The U.S. Department of Transportation issued an unsatisfactory safety rating and prohibited Charlotte, N.C.-based Sky Express from operating interstate transportation. It said in a statement Tuesday the bus company violated multiple federal safety regulations.

AP Photo/Richmond Times-Dispatch, Dean Hoffmeyer

The Virginia State Police Accident Reconstruction Team and Motor Carrier Safety Team inspect a bus that was involved in a single-vehicle accident Tuesday in Bowling Green, Va. The commercial tour bus went off Interstate 95 in Virginia and flipped on its roof before dawn Tuesday, killing four people and injuring many more, state police said.

A Sky Express bus headed to New York City swerved off northbound Interstate 95 early Tuesday, hit an embankment and overturned about 30 miles north of Richmond.

The driver, Kin Yiu Cheung, was charged with reckless driving and police say his fatigue was a factor in the crash. Federal documents show the company has a particularly poor safety record.

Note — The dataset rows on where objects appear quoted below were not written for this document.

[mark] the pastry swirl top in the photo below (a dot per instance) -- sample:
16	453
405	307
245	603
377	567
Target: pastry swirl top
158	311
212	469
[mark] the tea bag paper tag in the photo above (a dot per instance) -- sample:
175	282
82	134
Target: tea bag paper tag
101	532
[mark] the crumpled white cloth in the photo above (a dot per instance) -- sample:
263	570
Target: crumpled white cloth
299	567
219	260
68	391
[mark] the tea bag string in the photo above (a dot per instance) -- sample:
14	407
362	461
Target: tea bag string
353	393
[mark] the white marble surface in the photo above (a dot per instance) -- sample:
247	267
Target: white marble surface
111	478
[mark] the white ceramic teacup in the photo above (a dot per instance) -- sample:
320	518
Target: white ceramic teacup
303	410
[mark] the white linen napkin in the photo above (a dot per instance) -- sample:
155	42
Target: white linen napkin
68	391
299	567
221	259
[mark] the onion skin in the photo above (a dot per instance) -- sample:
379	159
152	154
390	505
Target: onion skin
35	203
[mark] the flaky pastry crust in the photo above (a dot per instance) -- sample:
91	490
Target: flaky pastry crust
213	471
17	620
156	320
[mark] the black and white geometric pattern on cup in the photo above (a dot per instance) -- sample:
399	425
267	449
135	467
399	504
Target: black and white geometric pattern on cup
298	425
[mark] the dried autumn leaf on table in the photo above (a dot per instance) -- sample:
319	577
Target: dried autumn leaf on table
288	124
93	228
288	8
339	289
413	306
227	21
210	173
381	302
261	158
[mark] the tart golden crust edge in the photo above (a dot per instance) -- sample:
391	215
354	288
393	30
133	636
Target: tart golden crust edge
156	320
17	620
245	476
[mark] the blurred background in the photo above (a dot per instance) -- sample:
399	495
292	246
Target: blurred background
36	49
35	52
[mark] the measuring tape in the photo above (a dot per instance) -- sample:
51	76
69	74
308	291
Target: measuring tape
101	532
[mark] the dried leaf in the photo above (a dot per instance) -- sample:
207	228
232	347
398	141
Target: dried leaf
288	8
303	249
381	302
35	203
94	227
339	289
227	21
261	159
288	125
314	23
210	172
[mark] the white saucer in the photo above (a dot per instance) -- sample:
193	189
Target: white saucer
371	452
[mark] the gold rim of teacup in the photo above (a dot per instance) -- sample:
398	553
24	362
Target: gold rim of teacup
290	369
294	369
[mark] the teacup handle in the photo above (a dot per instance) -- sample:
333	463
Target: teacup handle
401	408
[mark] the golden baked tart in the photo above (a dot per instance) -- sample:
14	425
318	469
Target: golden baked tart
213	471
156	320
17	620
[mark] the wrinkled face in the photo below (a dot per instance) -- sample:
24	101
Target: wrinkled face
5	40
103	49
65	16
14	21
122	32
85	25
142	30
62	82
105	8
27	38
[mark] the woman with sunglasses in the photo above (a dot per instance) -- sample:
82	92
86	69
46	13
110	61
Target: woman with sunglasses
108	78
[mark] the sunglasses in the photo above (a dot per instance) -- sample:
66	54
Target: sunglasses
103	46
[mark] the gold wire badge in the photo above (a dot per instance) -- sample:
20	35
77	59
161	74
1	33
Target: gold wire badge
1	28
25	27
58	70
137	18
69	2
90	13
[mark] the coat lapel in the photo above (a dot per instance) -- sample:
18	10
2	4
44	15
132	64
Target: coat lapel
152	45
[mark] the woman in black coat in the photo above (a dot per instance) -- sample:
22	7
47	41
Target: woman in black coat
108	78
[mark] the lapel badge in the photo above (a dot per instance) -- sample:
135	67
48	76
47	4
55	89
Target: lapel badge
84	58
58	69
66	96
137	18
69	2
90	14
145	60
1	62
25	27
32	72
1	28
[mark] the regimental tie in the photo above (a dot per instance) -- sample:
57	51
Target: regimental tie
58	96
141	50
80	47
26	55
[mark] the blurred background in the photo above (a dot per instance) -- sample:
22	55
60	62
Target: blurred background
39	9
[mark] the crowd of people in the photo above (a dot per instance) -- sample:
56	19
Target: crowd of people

Gail Parenteau, a spokeswoman for Sky Express, confirmed the so-called out-of-service order issued by the Transportation Department's Federal Motor Carrier Safety Administration but said the company had suspended service on almost all of its buses as soon as it learned of the accident.

Transportation Department spokeswoman Candice Tolliver said the ban is indefinite.

Over the last two years, the company, incorporated in North Carolina in 2004, has been involved in several accidents, according to federal records. It also has been cited for 46 violations of drivers being fatigued over that same time.

Sky Express offers $30 bus trips between New York and 15 cities in North Carolina, Virginia, South Carolina, Georgia and Florida. It also goes to Washington, D.C.

The carrier is part of an industry of inexpensive buses on the highways of the East Coast that offer cheap fares, convenient routes and in some cases free wireless Internet. The industry is in the fifth year of a boom, but a string of fatal accidents also has prompted calls for tougher federal regulation.